Only one labourer in this temple of Minerva, however, was known to get so far as to attempt a translation of Virgil. He, indeed, appeared at the annual exhibition, to the prodigious exultation of all his relatives, a farmer's family in the vicinity, and repeated the whole of the first eclogue from memory, observing the intonations of the dialogue with much judgment and effect. The sounds, as they proceeded from his mouth, of
»Titty-ree too patty-lee ree-coo-bans sub teg-mi-nee faa-gy
Syl-ves-trem ten-oo-i moo-sam med-i-taa-ris aa-ve-ny« –
were the last that had been heard in that building, as probably they were the first that had ever been heard, in the same language, there or any where else.
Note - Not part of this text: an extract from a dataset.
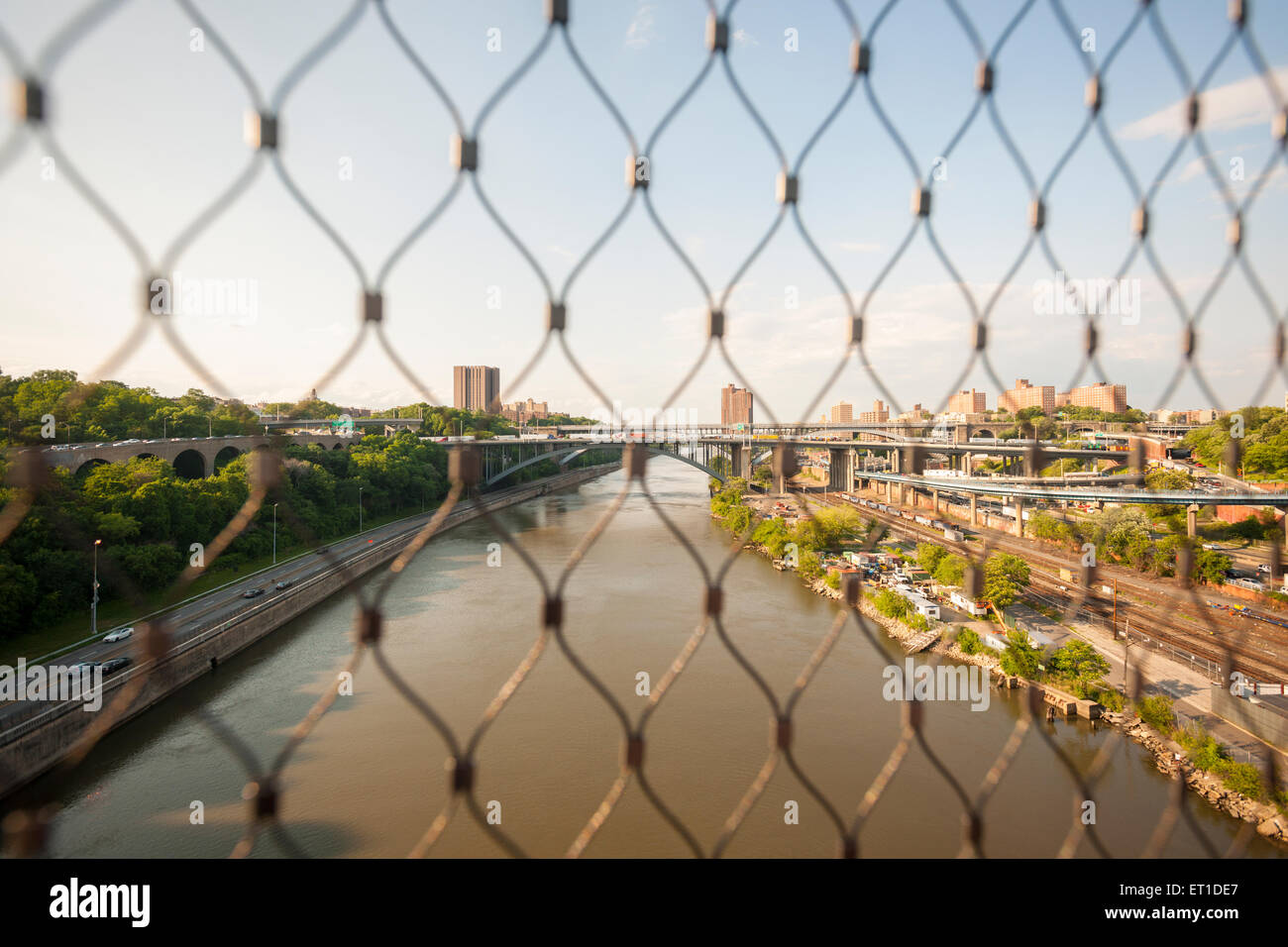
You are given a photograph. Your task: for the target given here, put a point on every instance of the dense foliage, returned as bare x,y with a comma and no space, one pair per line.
147,518
111,411
1265,442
By this time, the trustees discovered, that they had anticipated the age, and the instructor, or principal, was superseded by a master, who went on to teach the more humble lesson, of ›the more haste the worse speed,‹ in good, plain English.
From this time until the date of our incidents, the Academy was a common country school; and the great room of the building was sometimes used as a court-room, on extraordinary trials; sometimes for conferences of the religious, and the morally disposed, in the evening; at others for a ball in the afternoon, given under the auspices of Richard; and on Sundays, invariably, as a place of public worship.
When an itinerant priest, of the persuasion of the Methodists, Baptists, Universalists, or of the more numerous sect of the Presbyterians, was accidentally in the neighbourhood, he was ordinarily invited to officiate, and was commonly rewarded for his services by a collection in a hat, before the congregation separated. When no such regular minister offered, a kind of colloquial prayer or two was made, by some of the more gifted members, and a sermon was usually read, from Sterne, by Mr.